One of the things that became our second BIG reason for choosing domestic adoption came from this conversation with Aimee: understanding that this path of adoption allows for an open adoption. In the U.S., domestic infant adoptions are most of the time open, meaning there is a level of relationship and exchange of information between the birth parents and the adoptive parents and child. The reason for this change from a few decades ago when closed adoptions were the norm and most children had no information on their bio family (or may have not even known they were adopted until they were older) is due to the research that has come out showing the better outcomes for everyone involved when adoptions are open. We heard about what open adoptions looked like and absolutely knew it was for us. We loved the idea of our child getting to grow up with as much of the complete picture of their story; who they were, where they came from, who they resemble and open adoption allows for that. We loved the idea of meeting a woman in one of their darkest, most complicated moments and saying we would love to raise your baby and for you to get to know and be a part of that babies life with us. Due to meeting other families that have pursued domestic infant adoption we know these hopes and dreams we have for relationship aren’t always picture perfect and sometimes don’t materialize in the way families or even adopted children hope for. Our agency does such an incredible, thorough job of not only preparing us for openness before we ever are matched with a mom but facilitating that relationship for the first few years of our child’s life and then for as long as we need after that. They strive to make these open adoptions benefit everyone and the stories they have of it happening are some of the most breathtakingingly beautiful stories I have ever heard. If we have a chance to pursue an open adoption it probably won’t look like what we think, most things in life don’t. We are though, fully committed to doing all we can to cultivate openness, for our sake, for the birth parents sake and most of all for our baby’s sake.

A brief defining of terms

I feel like this would be a good time to explain what exactly it means to pursue private domestic infant adoption, as in what those grouping of words mean. Again, we are not adoption lawyers but this is our understanding through our agency’s explanation of all of these terms for our specific situation.

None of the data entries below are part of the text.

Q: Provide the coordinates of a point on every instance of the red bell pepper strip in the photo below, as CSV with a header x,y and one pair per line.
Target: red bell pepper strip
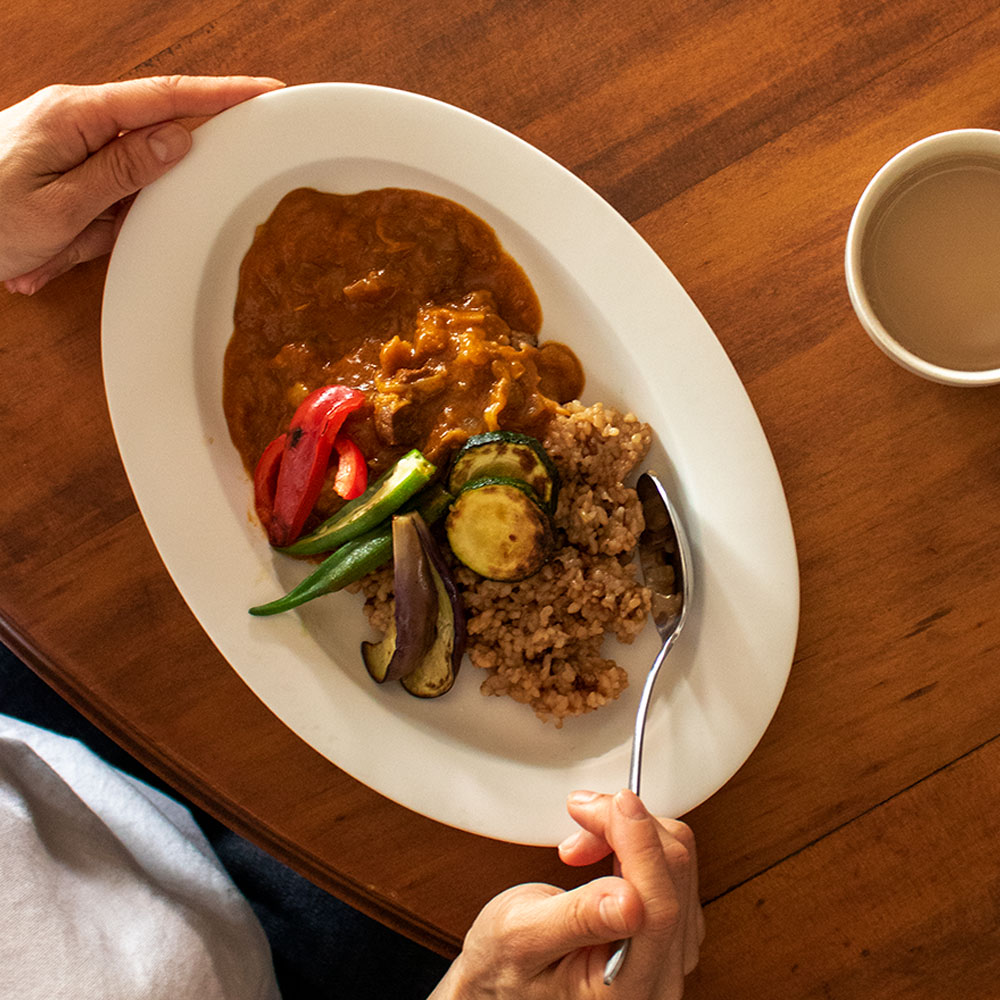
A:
x,y
351,479
308,444
265,480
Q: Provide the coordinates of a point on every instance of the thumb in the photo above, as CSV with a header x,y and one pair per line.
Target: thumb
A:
x,y
121,168
596,913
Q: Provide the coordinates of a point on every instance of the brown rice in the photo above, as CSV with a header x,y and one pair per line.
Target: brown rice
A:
x,y
540,640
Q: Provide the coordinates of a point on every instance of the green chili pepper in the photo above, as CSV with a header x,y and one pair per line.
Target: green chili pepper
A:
x,y
409,475
352,561
358,557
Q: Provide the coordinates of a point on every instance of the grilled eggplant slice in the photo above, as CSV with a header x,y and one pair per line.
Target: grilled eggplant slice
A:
x,y
416,613
437,671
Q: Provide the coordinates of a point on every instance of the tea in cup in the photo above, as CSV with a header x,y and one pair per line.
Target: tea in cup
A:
x,y
923,257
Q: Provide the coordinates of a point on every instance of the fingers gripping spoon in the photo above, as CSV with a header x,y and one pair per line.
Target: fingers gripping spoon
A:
x,y
665,557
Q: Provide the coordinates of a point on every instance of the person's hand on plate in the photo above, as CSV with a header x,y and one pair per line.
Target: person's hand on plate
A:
x,y
538,942
71,159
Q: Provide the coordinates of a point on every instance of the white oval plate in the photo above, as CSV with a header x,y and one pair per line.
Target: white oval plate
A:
x,y
486,765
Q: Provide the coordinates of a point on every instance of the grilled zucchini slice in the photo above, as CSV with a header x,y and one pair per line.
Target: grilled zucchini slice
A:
x,y
510,456
498,528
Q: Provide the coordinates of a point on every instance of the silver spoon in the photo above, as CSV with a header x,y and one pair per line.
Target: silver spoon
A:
x,y
665,557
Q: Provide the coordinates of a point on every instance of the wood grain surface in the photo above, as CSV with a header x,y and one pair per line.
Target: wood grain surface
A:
x,y
857,853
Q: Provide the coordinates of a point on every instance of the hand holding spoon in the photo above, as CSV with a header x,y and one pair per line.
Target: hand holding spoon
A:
x,y
665,557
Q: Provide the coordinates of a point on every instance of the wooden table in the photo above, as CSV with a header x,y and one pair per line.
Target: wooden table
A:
x,y
857,853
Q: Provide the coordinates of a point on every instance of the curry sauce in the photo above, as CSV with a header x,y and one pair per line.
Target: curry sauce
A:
x,y
404,295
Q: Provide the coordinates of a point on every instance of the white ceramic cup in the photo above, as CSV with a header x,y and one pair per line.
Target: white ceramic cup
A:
x,y
920,156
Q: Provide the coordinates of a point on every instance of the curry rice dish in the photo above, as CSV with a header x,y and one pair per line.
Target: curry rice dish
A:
x,y
410,298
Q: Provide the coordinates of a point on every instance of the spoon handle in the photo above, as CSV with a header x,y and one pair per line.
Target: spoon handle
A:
x,y
617,960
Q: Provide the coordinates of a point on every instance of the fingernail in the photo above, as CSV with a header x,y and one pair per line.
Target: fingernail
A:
x,y
630,805
613,914
571,841
170,142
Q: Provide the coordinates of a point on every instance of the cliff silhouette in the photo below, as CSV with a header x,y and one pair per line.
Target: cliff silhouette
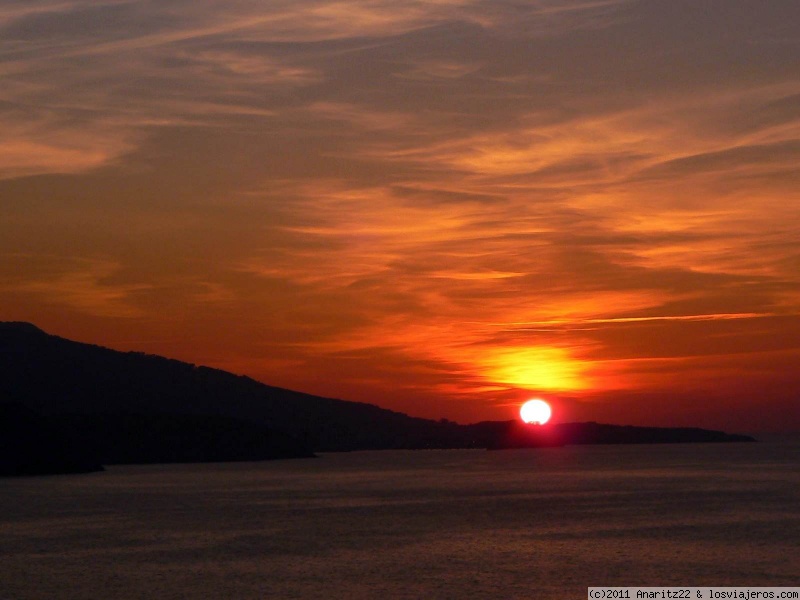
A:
x,y
131,407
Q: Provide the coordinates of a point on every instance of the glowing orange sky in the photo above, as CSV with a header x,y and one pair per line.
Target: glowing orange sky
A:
x,y
441,207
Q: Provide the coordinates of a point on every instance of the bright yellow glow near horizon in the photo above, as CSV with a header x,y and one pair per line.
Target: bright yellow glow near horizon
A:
x,y
537,368
536,411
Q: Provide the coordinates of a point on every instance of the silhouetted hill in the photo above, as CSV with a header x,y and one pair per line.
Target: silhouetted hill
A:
x,y
56,376
33,445
134,400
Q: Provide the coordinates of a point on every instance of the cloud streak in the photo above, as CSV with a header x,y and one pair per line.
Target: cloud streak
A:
x,y
441,206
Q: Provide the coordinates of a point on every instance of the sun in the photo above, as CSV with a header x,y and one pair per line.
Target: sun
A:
x,y
535,411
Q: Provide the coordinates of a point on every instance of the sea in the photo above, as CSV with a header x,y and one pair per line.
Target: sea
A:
x,y
536,523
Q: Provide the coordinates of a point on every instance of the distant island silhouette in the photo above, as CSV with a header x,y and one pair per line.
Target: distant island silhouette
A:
x,y
72,407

  • Private: meaning a private agency not through the state (like if you adopted through the foster care system).

  • Domestic: meaning within the United States. Our specific adoption agency is even more local and stays within the state of Texas only.

  • Infant: actually includes 2 years and younger officially but for most infant adoption agencies the vast majority of their placements are newborns not babies or toddlers.

  • Adoption in this situation with a newborn looks like the birth parents terminating their rights irrevocably 48 hours after the baby is born (per Texas law) and we become the adoptive parents for the next 6-8 months, the adoption agency is the legal guardians and we have regular home visits to make sure that the baby is being well taken care of. After that amount of time we go to a courtroom and are declared the parents of this baby for the rest of their life. Legally we are each others’ from then on.

  • One misconception that people have are in regards to what an open adoption means is that it includes shared legal custody (such as you would see between parents who have divorced.) Legally we are the parents, we have full custody that is non-negotiable and irrevocable. In an open adoption we go in with an agreement to have a certain level of openness, typically emails and sending pictures at first and then work up to an in person visit during the first year. That agreement doesn’t mean that we and the bio parents share custody but that we have an agreement through the agency for sharing information and building relationship with the adoption agency acting as accountability and the go between.

That’s a lot of information I know but that’s how we ended up here. Waiting to be matched to an expectant mom. I’m thankful for all the people who have helped us get here. I’m overwhelmingly thankful for God’s providence in this.